小ネタ13


 抱きしめてキスを繰り返しながら、ゆっくりと一枚ずつ衣服を剥ぎ取った。
 ようやくベッドへと倒した身体へと覆い被されば、見下ろす先の彼が焦ったように背を浮かせた。
「ま、待って」
 目元に溜まる水分が、いまにも零れ落ちそうだ。
「待ちません」
 正しくは、待てない、だが。
「だって」
 頬を朱に染めたユーリが、でも、だって、と言葉を紡ぐ。
 散々に触れていつもより艶を帯びた唇へと親指の腹で触れ、輪郭をなぞった。
「怖い?」
「ちがう」
 何度も同じ問いかけをした。その度に、彼がくれる返事も同じ。
「では、嫌?」
「……イヤ、じゃない」
 逡巡するように視線をめぐらせた後、相変わらず赤い顔の彼は秘密を告白するように小さく唇を動かした。
「……恥ずかしいんだ」
「ユーリ……」
 怖いならば待てる。嫌ならば、無理強いなど出来るはずがない。
 だが、そうではないならば。
 止めるどころか煽る選択をしてしまったことに気づかない可愛い恋人の手へと己の手を重ねて、その背をベッドへと縫いとめた。


「ん、んっ、ぁ……」
 大きく開かせた足の間に陣取り、手の中で震える熱へと舌を這わせた。
 先端から溢れる雫と唾液を絡めながら舐めあげる。水音が耳に届いた彼が、頭を大きく振って艶やかな黒髪を揺らした。
「も、や……っ」
 離してと声にならない声が続く。
「どうして? 気持ちよくない?」
 逆だと知っていながら、気づかぬふりで追い詰める。
 閉じぬようにと支えた大腿も、耳に届く母音ばかりの嬌声も、もう限界だと訴えていた。
「ゃ、はなし、て……っ、ぁ、あ……」
 今にも爆発しそうな熱を深くまで飲み込んだのは、何一つ余すことなく彼のすべてが欲しいから。

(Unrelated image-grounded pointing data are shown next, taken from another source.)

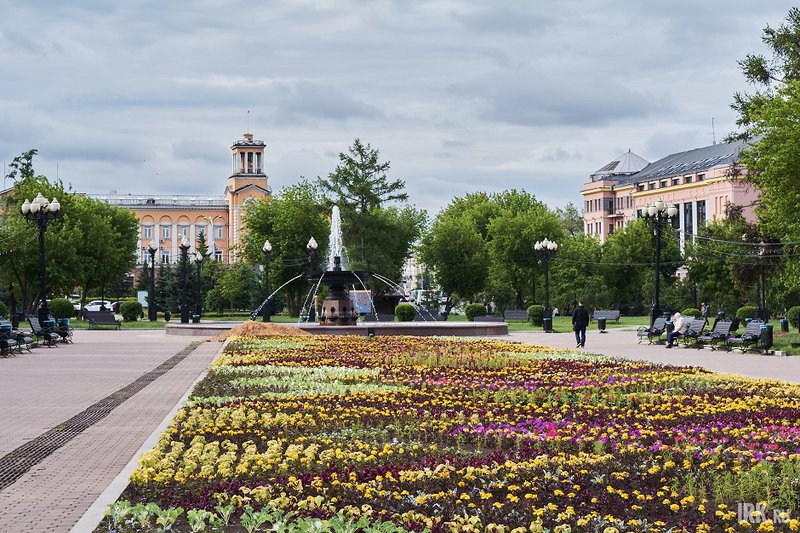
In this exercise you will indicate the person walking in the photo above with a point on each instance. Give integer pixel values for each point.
(677, 326)
(580, 321)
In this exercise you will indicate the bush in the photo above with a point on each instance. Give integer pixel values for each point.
(473, 310)
(405, 312)
(61, 308)
(536, 314)
(746, 311)
(130, 310)
(793, 314)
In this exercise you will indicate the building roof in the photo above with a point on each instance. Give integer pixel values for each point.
(688, 162)
(624, 165)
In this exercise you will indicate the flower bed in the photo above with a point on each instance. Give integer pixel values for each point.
(413, 434)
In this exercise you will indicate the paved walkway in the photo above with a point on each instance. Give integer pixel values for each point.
(623, 343)
(45, 388)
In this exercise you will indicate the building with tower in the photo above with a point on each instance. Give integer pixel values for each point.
(168, 219)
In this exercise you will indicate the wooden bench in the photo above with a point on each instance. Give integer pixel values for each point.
(516, 314)
(608, 314)
(102, 318)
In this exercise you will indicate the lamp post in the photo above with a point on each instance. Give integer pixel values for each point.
(546, 250)
(40, 212)
(658, 215)
(184, 300)
(198, 259)
(267, 248)
(152, 307)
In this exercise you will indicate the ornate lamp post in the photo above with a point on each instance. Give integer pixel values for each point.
(40, 212)
(546, 250)
(198, 260)
(658, 215)
(267, 248)
(152, 307)
(184, 292)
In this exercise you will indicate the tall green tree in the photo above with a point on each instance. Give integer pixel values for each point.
(363, 191)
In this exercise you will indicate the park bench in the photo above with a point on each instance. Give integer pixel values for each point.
(489, 318)
(516, 314)
(749, 337)
(608, 314)
(694, 329)
(718, 336)
(652, 333)
(46, 334)
(101, 318)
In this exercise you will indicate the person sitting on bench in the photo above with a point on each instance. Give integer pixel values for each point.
(677, 325)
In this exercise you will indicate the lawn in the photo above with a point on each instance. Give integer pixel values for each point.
(421, 434)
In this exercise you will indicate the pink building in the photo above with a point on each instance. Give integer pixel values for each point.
(700, 182)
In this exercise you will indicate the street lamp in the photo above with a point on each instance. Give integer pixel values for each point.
(152, 308)
(546, 250)
(184, 299)
(658, 215)
(198, 259)
(40, 212)
(267, 248)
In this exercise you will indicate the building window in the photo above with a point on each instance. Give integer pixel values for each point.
(701, 213)
(688, 225)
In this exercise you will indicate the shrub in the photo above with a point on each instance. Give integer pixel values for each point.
(793, 314)
(746, 311)
(536, 314)
(61, 308)
(473, 310)
(405, 312)
(130, 310)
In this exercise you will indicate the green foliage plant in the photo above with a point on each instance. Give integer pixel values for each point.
(405, 312)
(536, 314)
(130, 310)
(746, 311)
(474, 310)
(793, 314)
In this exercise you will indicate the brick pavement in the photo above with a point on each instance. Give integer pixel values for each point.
(46, 387)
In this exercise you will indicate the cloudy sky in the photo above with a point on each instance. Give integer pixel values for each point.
(146, 96)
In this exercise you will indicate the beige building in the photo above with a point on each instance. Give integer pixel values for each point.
(700, 182)
(168, 219)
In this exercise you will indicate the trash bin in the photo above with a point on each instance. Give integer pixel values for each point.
(766, 336)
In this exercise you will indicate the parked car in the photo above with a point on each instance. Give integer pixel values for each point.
(95, 305)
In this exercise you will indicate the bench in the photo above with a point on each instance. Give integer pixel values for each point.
(101, 318)
(516, 314)
(608, 314)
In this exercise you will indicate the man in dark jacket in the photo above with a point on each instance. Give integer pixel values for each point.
(580, 321)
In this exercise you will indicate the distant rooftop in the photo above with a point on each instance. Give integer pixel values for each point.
(624, 165)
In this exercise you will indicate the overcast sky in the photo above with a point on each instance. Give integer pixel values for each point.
(147, 96)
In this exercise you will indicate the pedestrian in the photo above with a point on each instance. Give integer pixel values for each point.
(580, 321)
(677, 325)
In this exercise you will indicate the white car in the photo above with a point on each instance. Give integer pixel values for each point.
(95, 305)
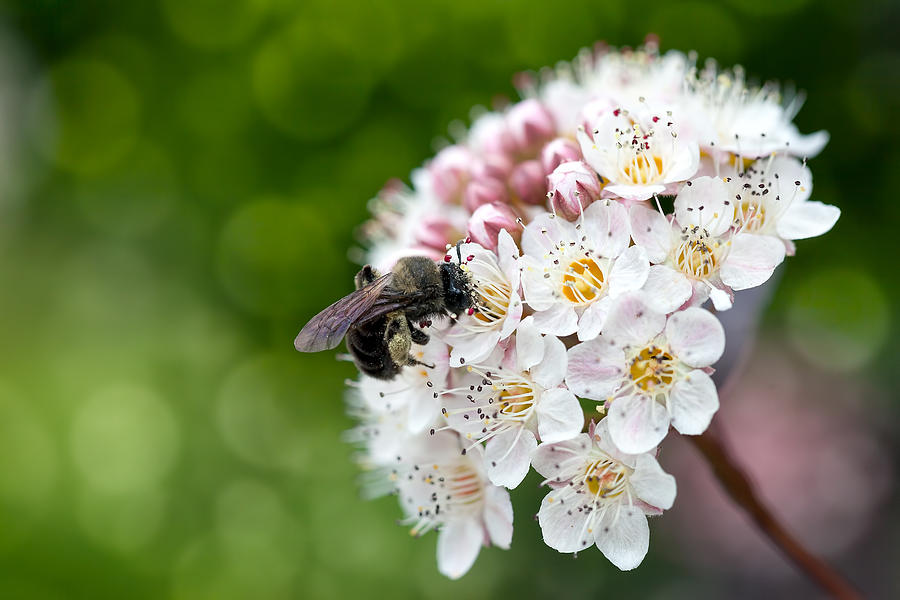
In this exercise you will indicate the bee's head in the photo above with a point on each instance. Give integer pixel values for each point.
(458, 290)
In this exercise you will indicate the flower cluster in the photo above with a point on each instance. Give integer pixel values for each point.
(607, 217)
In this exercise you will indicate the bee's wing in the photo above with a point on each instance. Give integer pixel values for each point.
(326, 329)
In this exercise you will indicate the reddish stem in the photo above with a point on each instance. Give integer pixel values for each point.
(739, 486)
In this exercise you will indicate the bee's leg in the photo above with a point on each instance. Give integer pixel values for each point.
(365, 276)
(418, 336)
(398, 338)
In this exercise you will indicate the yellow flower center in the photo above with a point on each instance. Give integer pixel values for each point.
(642, 170)
(605, 479)
(583, 281)
(652, 369)
(516, 399)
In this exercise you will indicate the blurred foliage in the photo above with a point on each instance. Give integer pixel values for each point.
(179, 184)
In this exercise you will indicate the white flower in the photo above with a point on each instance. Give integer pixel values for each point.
(498, 309)
(515, 395)
(771, 197)
(638, 157)
(650, 371)
(571, 271)
(601, 496)
(440, 488)
(748, 122)
(697, 255)
(392, 411)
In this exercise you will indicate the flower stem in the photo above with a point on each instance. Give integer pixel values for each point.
(739, 486)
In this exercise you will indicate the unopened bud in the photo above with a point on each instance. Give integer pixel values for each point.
(531, 125)
(484, 190)
(573, 186)
(559, 151)
(529, 182)
(488, 220)
(450, 170)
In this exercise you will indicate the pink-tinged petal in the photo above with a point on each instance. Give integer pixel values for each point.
(593, 318)
(544, 232)
(701, 202)
(459, 542)
(666, 289)
(538, 294)
(722, 299)
(633, 192)
(651, 484)
(696, 336)
(498, 517)
(470, 347)
(632, 322)
(552, 368)
(629, 272)
(595, 369)
(559, 319)
(607, 227)
(652, 231)
(623, 538)
(751, 260)
(548, 457)
(693, 402)
(685, 162)
(637, 423)
(529, 344)
(508, 456)
(559, 416)
(507, 257)
(564, 528)
(807, 219)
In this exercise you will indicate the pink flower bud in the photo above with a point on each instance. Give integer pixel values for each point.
(529, 182)
(487, 221)
(559, 151)
(530, 124)
(434, 231)
(493, 166)
(449, 172)
(573, 186)
(484, 190)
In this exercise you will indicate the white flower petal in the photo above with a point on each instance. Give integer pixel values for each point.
(652, 231)
(562, 531)
(559, 319)
(807, 219)
(508, 456)
(632, 321)
(651, 484)
(529, 344)
(751, 260)
(498, 517)
(624, 538)
(666, 289)
(696, 336)
(559, 416)
(593, 318)
(637, 423)
(693, 402)
(459, 542)
(594, 369)
(546, 460)
(629, 272)
(552, 368)
(607, 227)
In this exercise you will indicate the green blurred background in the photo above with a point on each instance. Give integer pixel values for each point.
(180, 181)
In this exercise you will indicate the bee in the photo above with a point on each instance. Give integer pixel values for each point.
(378, 319)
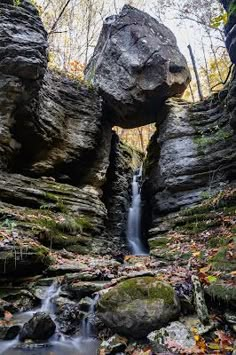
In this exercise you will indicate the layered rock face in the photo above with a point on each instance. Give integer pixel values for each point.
(190, 157)
(136, 65)
(23, 62)
(55, 152)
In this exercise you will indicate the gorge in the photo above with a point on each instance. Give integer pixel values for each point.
(74, 202)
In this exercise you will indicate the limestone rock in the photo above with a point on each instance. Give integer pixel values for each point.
(39, 328)
(23, 61)
(114, 345)
(81, 214)
(9, 331)
(191, 155)
(65, 123)
(137, 306)
(136, 65)
(82, 289)
(176, 332)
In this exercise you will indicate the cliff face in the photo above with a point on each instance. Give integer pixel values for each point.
(55, 153)
(190, 157)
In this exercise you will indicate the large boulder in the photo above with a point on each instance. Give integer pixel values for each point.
(136, 65)
(23, 62)
(39, 328)
(137, 306)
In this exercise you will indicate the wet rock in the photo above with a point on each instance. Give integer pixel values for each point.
(222, 293)
(116, 191)
(85, 304)
(9, 332)
(20, 300)
(114, 345)
(68, 315)
(199, 300)
(137, 306)
(193, 322)
(82, 289)
(6, 306)
(23, 60)
(136, 65)
(176, 332)
(39, 328)
(186, 159)
(62, 269)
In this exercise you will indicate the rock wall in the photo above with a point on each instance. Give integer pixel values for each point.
(55, 151)
(190, 157)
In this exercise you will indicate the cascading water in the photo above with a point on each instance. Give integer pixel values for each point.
(134, 234)
(87, 323)
(85, 344)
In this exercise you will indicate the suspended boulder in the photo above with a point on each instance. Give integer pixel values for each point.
(136, 65)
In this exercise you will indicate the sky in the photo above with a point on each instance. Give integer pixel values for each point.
(185, 31)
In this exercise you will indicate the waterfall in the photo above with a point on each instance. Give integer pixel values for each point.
(47, 304)
(87, 323)
(134, 234)
(60, 344)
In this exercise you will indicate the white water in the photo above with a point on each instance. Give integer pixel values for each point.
(85, 344)
(87, 330)
(134, 234)
(47, 304)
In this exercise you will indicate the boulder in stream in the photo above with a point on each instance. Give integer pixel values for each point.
(136, 65)
(137, 306)
(39, 328)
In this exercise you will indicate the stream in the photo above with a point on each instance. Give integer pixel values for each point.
(134, 233)
(59, 344)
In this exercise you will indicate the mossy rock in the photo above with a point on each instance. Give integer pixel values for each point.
(24, 261)
(220, 262)
(222, 293)
(137, 306)
(158, 242)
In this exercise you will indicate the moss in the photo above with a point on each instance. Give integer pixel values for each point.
(222, 292)
(78, 249)
(204, 140)
(199, 226)
(218, 241)
(220, 262)
(159, 242)
(142, 288)
(57, 202)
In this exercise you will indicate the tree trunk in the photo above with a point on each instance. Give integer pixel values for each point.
(206, 68)
(195, 72)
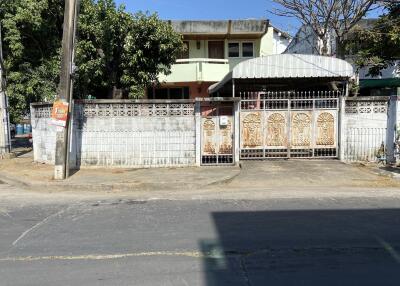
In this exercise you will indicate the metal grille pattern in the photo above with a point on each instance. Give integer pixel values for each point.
(356, 107)
(135, 134)
(217, 139)
(136, 109)
(41, 111)
(365, 144)
(289, 124)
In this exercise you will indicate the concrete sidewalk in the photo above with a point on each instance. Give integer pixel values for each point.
(262, 176)
(25, 173)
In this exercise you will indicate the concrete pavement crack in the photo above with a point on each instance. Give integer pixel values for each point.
(244, 270)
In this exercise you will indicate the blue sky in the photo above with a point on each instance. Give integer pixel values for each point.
(213, 9)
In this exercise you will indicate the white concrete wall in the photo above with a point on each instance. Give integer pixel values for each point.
(123, 135)
(44, 134)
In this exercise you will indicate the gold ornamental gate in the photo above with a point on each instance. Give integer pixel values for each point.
(289, 124)
(217, 133)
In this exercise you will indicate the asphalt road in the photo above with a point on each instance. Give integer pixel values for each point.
(320, 241)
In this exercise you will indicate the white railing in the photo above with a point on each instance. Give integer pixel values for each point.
(365, 144)
(202, 60)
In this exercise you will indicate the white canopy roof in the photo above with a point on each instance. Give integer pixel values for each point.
(289, 66)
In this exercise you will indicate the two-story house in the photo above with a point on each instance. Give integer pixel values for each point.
(213, 49)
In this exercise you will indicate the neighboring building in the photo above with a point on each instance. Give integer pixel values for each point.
(214, 48)
(306, 42)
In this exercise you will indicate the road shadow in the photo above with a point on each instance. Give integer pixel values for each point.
(316, 247)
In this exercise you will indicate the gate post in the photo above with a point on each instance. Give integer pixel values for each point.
(342, 124)
(197, 114)
(391, 130)
(236, 134)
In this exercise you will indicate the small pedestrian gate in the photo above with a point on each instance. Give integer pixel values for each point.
(217, 133)
(289, 124)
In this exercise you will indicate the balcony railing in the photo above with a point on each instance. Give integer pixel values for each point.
(197, 70)
(212, 61)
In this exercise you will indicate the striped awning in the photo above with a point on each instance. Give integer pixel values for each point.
(284, 66)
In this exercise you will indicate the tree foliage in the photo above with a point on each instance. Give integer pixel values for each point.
(378, 47)
(327, 18)
(31, 35)
(115, 50)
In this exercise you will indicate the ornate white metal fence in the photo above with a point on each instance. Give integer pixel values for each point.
(134, 134)
(289, 124)
(365, 144)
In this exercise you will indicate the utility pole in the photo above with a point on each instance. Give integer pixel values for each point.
(5, 134)
(61, 171)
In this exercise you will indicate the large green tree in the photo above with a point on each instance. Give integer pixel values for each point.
(32, 31)
(378, 47)
(117, 52)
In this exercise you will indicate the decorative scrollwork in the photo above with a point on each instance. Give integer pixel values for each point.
(326, 129)
(276, 135)
(252, 130)
(301, 130)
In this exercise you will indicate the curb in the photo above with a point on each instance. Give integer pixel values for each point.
(107, 188)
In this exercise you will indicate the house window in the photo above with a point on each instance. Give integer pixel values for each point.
(185, 53)
(169, 93)
(248, 50)
(233, 50)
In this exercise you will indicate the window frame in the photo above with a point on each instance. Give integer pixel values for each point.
(253, 50)
(239, 50)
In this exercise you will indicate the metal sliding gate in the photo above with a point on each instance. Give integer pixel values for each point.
(289, 124)
(217, 133)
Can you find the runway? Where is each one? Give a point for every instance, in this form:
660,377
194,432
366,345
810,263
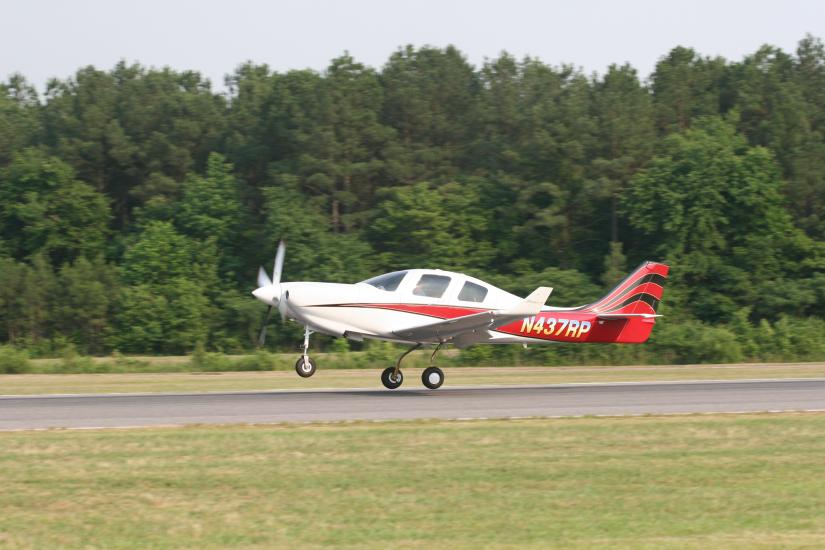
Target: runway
133,410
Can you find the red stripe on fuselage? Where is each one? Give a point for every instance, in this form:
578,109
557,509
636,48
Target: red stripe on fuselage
441,312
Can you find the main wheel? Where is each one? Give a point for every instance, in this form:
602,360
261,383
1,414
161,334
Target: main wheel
432,377
305,369
391,380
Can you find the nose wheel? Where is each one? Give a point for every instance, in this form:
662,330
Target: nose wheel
305,366
432,377
392,378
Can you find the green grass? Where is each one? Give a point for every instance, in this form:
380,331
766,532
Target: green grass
751,481
27,384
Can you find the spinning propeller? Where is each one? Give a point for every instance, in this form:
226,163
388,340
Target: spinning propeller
269,290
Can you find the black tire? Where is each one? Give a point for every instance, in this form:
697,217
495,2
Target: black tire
305,371
389,380
432,377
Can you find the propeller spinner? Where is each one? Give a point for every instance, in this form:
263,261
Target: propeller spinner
269,290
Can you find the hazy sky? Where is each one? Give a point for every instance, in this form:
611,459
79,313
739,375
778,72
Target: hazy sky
43,39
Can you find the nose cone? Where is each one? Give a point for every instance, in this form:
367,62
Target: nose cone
268,294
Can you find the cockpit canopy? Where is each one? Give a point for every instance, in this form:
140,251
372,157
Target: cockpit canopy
387,281
430,285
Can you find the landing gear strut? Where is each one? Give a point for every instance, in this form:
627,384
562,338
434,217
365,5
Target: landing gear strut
392,377
433,377
305,367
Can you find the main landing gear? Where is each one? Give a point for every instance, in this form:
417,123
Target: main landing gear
432,377
305,367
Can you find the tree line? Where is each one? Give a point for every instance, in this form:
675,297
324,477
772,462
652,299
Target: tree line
137,203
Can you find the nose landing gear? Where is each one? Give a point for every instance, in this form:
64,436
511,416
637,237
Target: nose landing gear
305,366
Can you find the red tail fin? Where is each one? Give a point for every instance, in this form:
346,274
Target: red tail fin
640,292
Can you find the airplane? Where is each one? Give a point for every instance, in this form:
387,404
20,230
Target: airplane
422,307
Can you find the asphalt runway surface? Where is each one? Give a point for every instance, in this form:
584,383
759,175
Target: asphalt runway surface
133,410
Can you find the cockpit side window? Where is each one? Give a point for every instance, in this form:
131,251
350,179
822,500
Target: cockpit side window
388,281
472,292
432,286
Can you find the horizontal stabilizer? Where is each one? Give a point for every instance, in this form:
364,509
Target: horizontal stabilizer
626,315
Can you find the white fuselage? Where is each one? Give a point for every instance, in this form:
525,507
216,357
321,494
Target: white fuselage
362,310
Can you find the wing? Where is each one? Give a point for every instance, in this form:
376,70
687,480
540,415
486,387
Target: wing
443,331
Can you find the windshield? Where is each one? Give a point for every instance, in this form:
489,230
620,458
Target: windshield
432,286
388,281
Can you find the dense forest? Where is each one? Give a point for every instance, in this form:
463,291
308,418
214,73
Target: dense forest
136,204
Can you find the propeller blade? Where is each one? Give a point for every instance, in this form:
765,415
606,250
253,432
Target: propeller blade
277,268
263,278
262,336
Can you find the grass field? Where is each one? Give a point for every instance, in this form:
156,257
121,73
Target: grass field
749,481
27,384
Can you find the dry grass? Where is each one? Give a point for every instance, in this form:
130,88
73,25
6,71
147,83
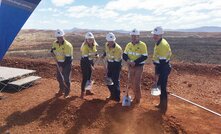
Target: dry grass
186,47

 吐き出すまいと必死の我慢など不要だということ、追い詰められるほどに俺を煽ることに彼はまったく気づかない。
「ぁ、あ、ああ−−ッ!」
 肌蹴たシャツの胸元を強く握り締めながら、一際甘く啼いた彼が放った熱を口腔で受け止めた。
 二度三度と身体を震わせた彼がゆっくりと全身を弛緩させていく様を見つめながら、放たれたものを嚥下する。
「っ……飲むなよ、ばか」
 咎めているつもりなのだろうが、まったくの逆効果だ。
 唇の端から溢れた雫を、見せ付けるように舐め取った。